En dépit des « demandes CADA » de Next INpact, le gouvernement est incapable de dévoiler le détail de ses dépenses dites de représentation (qui peuvent atteindre 150 000 euros par an et par ministre). La CADA a suivi l’exécutif, estimant que ces informations étaient trop difficiles à extraire des logiciels comptables.
Le train de vie des responsables publics fait souvent l’objet de polémiques, comme l’a récemment souligné l’affaire De Rugy. En juillet dernier, l’Observatoire de l’éthique publique avait ainsi plaidé pour que les frais de représentation des ministres soient rendus publics, en Open Data, comme le font d’ores et déjà certains députés s’agissant de leurs frais de mandat.
Matignon avait auparavant confirmé que cette « dotation de frais de représentation » pouvait atteindre 150 000 euros annuels pour un ministre, 120 000 euros pour un ministre placé auprès d'un autre ministre, et 100 000 euros pour un secrétaire d'État.
Avec cette enveloppe, l'État prend en charge les dépenses « directement liées à l'exercice des fonctions ministérielles » : frais de réception d'un homologue étranger, organisation de points presse, réception d'élus ou d'associations, remise de prix ou de décorations, déplacements officiels, etc. En pratique, cependant, il est bien difficile de savoir quelles sommes ont été dépensées, et surtout pour quoi...
Des données trop difficiles à extraire selon Matignon
Loi « CADA » sous le bras, nous avions donc pris les devants en demandant aux différents ministères et secrétariats d’État de publier le détail de leurs frais de représentation, au nom du droit d’accès aux informations publiques (voir notre article). Face au silence de l’exécutif, nous avons dû nous tourner vers la Commission d’accès aux documents administratifs (CADA), fin août.
L’institution, qui fait office de médiateur dans ce type de procédure, a finalement donné gain de cause à l’exécutif, il y a quelques semaines. Et pour cause. Les services du Premier ministre ont fait valoir auprès de l’autorité indépendante que les documents sollicités « n’exist[aient] pas ».
En clair, les frais de représentation des ministres ne sont aucunement retracés dans un registre unique... Or la loi CADA est très claire : seuls les « documents » peuvent être communiqués aux citoyens, non des éléments d’information dispersés dans différents documents comptables...
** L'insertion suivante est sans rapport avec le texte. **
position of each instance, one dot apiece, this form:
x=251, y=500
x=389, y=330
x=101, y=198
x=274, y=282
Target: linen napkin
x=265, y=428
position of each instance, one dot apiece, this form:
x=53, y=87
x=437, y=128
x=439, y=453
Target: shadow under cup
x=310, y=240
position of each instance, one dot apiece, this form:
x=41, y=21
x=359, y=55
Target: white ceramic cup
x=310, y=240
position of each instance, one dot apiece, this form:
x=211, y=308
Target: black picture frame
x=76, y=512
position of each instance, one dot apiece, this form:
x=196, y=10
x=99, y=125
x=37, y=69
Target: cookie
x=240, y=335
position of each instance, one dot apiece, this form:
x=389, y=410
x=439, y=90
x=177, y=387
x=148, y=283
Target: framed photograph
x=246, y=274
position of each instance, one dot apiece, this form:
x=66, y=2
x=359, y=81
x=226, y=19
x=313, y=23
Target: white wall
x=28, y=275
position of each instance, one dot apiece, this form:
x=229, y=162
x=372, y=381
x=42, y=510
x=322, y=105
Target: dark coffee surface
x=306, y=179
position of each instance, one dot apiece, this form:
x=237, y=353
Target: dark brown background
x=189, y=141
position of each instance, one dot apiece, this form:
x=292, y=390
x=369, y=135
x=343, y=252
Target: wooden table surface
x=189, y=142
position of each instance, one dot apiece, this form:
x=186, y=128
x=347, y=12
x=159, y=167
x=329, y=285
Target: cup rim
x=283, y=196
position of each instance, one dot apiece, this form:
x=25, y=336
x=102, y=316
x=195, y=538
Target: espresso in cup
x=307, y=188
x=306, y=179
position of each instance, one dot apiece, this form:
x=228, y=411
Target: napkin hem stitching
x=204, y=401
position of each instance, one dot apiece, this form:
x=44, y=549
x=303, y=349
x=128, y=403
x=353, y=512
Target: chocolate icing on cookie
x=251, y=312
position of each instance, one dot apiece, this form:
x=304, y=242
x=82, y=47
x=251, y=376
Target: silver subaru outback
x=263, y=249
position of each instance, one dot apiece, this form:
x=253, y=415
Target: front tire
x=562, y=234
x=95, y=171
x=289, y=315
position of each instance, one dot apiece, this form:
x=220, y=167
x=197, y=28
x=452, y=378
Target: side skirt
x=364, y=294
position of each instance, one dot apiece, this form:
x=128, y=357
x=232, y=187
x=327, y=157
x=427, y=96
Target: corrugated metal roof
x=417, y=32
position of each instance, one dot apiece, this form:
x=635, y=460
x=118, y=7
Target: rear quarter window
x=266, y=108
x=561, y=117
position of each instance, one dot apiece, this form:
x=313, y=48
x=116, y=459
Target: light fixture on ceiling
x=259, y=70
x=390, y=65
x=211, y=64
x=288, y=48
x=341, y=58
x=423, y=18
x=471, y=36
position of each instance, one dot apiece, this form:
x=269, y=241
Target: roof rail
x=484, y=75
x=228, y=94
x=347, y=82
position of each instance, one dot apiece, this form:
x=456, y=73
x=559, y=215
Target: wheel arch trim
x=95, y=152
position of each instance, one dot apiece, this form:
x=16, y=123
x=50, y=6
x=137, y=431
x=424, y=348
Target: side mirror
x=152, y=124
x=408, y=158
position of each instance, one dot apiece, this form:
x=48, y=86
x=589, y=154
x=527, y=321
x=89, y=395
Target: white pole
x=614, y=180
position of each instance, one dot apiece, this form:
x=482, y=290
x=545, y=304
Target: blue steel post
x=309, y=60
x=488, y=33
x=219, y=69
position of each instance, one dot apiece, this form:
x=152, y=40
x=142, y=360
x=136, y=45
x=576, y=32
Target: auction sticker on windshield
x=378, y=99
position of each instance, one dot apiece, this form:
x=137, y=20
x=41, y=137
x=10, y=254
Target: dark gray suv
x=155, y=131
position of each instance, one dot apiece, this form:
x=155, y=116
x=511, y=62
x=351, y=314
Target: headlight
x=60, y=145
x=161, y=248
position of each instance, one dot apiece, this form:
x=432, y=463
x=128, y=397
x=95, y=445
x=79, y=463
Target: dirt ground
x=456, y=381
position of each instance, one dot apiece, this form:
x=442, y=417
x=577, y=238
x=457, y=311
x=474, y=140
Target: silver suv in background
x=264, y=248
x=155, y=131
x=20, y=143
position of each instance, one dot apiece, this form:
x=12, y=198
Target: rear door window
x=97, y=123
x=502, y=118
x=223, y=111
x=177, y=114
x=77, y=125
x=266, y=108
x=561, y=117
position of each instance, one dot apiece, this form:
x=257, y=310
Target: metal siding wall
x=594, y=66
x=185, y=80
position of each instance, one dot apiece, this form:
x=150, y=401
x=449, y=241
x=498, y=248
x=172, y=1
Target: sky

Matignon a d'ailleurs laissé entendre que ces informations pourraient être retrouvées dans Chorus, le logiciel comptable de l’État. Une opération d’extraction serait toutefois trop complexe :
« À partir de l’extraction de l’ensemble des dépenses (...), il serait en effet nécessaire d’analyser manuellement si elles relèvent de la catégorie des frais de représentation et de les affecter en conséquence, le logiciel CHORUS ne comportant pas de champ de recherche permettant de procéder automatiquement à cette ventilation. Il faudrait en outre, pour chaque dépense de représentation ainsi identifiée, examiner si elle se rattache à l’administration centrale du ministère ou au ministre et à son cabinet, les dépenses imputées sur le programme n’étant, sauf exceptions, pas distinctement affectées à ces diverses entités compte tenu de la mutualisation des fonctions support, avec au surplus, pour certaines dépenses présentant un caractère indivisible, la nécessité d’une proratisation. »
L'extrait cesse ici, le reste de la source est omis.